Hacker News new | ask | show | jobs
by astrange 1253 days ago
This claims to explain diffusion models from first principles, but the issue with explaining how they work is we don't know how they work.

The explanation in the original paper turns out not to be true; you can get rid of most of their assumptions and it still works: https://arxiv.org/abs/2208.09392

3 comments

> The explanation in the original paper turns out not to be true; you can get rid of most of their assumptions and it still works

I’ll admit it is amusing that some assumptions on why it works were incorrect. The core idea of a Markov chain[0] where each state change leads to higher likelihood, is bound to work, even if the rest doesn’t.

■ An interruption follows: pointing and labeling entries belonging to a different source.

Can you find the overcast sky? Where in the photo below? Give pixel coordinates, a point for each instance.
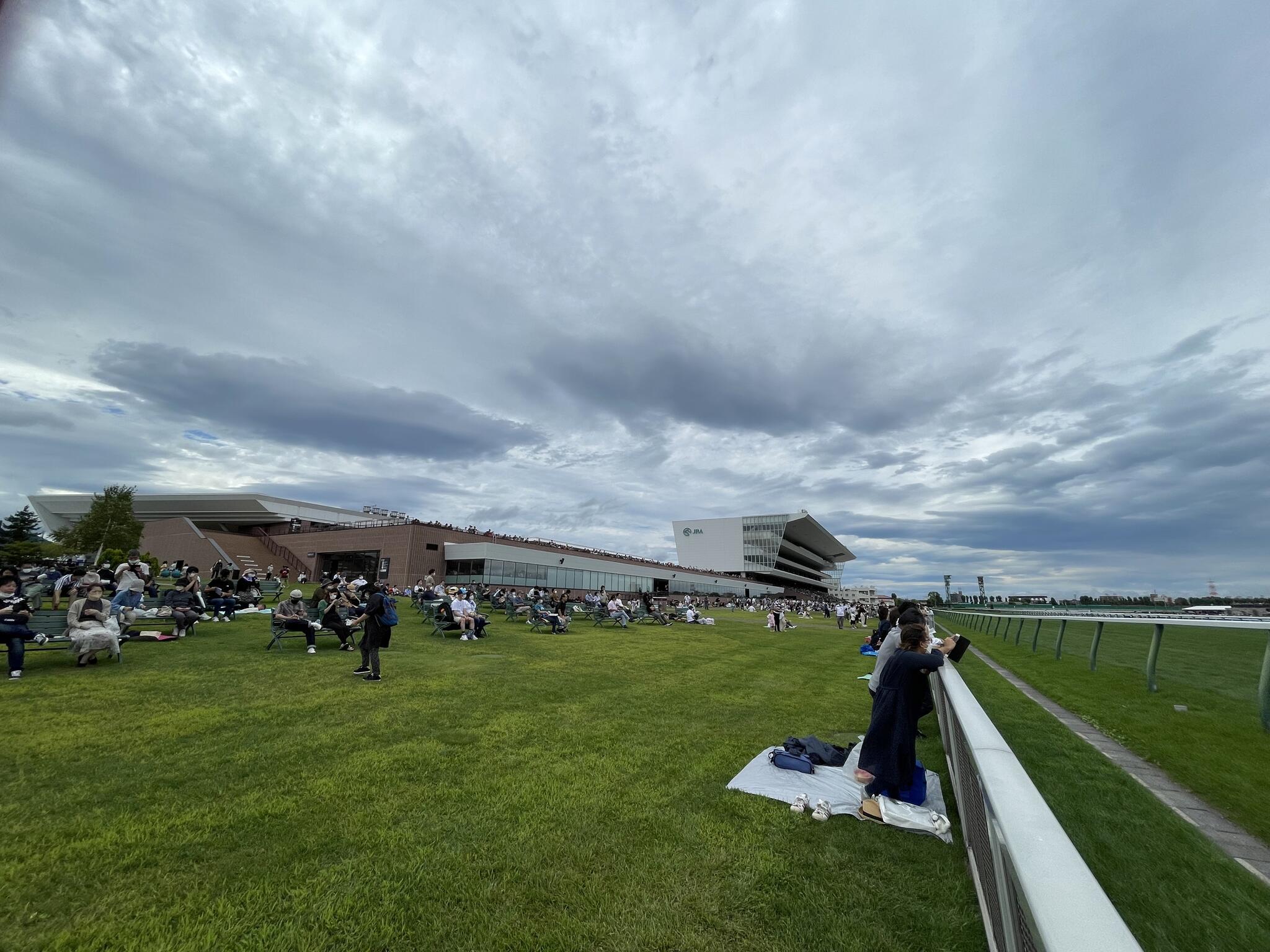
(985, 288)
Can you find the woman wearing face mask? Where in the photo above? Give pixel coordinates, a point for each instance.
(904, 696)
(376, 635)
(87, 627)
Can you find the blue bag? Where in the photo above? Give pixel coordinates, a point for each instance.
(784, 759)
(389, 619)
(915, 792)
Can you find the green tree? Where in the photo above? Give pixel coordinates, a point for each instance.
(109, 523)
(22, 526)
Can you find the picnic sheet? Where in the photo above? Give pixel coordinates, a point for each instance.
(835, 785)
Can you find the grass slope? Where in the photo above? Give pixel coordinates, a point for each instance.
(1217, 747)
(1174, 888)
(528, 791)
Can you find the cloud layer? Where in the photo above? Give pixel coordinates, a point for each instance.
(985, 294)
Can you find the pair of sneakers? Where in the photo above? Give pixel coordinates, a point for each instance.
(822, 811)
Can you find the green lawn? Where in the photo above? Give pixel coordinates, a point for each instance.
(1174, 888)
(1217, 747)
(528, 791)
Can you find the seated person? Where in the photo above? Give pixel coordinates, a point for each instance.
(14, 615)
(651, 607)
(87, 627)
(220, 599)
(558, 621)
(293, 615)
(445, 619)
(333, 612)
(186, 611)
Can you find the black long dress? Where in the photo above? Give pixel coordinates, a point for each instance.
(904, 696)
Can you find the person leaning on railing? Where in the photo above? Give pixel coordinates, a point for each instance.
(888, 753)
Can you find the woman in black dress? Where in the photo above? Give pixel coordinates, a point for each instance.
(376, 635)
(889, 749)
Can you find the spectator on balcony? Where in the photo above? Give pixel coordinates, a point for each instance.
(294, 616)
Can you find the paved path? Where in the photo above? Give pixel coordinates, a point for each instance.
(1232, 839)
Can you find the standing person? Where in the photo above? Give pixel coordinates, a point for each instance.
(889, 748)
(86, 626)
(376, 632)
(14, 615)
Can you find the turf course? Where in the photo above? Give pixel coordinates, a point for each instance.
(1217, 747)
(1174, 889)
(527, 791)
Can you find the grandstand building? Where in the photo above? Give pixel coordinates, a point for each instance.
(790, 550)
(252, 531)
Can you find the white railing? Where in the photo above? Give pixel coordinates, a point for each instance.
(991, 624)
(1036, 891)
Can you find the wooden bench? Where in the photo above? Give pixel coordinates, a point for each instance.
(52, 624)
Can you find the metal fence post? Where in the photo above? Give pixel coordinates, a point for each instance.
(1153, 656)
(1264, 687)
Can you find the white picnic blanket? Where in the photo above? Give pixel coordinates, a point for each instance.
(835, 785)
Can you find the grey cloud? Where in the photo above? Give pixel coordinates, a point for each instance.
(299, 404)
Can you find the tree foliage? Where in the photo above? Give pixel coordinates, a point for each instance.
(22, 526)
(109, 523)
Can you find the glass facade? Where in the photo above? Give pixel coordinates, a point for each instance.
(508, 574)
(761, 540)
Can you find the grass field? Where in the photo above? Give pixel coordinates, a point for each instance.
(1217, 747)
(527, 791)
(1174, 888)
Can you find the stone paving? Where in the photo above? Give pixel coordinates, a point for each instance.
(1232, 839)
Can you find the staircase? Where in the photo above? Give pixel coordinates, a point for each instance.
(249, 551)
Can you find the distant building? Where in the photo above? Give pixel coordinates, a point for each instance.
(791, 550)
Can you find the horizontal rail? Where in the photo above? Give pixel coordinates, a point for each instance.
(1036, 890)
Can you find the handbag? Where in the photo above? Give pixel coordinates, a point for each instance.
(785, 760)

In my mind, the Muse paper[1] gets closer to why it works: ultimately, the denoiser tries to match the latent space for an implicit encoder. The Muse system does this more directly and more effectively, by using cross-entropy loss on latent tokens instead.

In a way, the whole problem is no different from a language translation task. The only difference is that the output needs to be decoded into pixels instead of BPE tokens.

[0]: https://arxiv.org/abs/1503.03585

[1]: https://arxiv.org/abs/2301.00704

Huh, that is quite fascinating paper – we can learn to invert any image degradation and use it as generative model? Hm. Is there any research of using some U-net as the degradation function?
Thanks for the link, cold diffusion is a great idea. Only 2 comments on HN about it four months ago.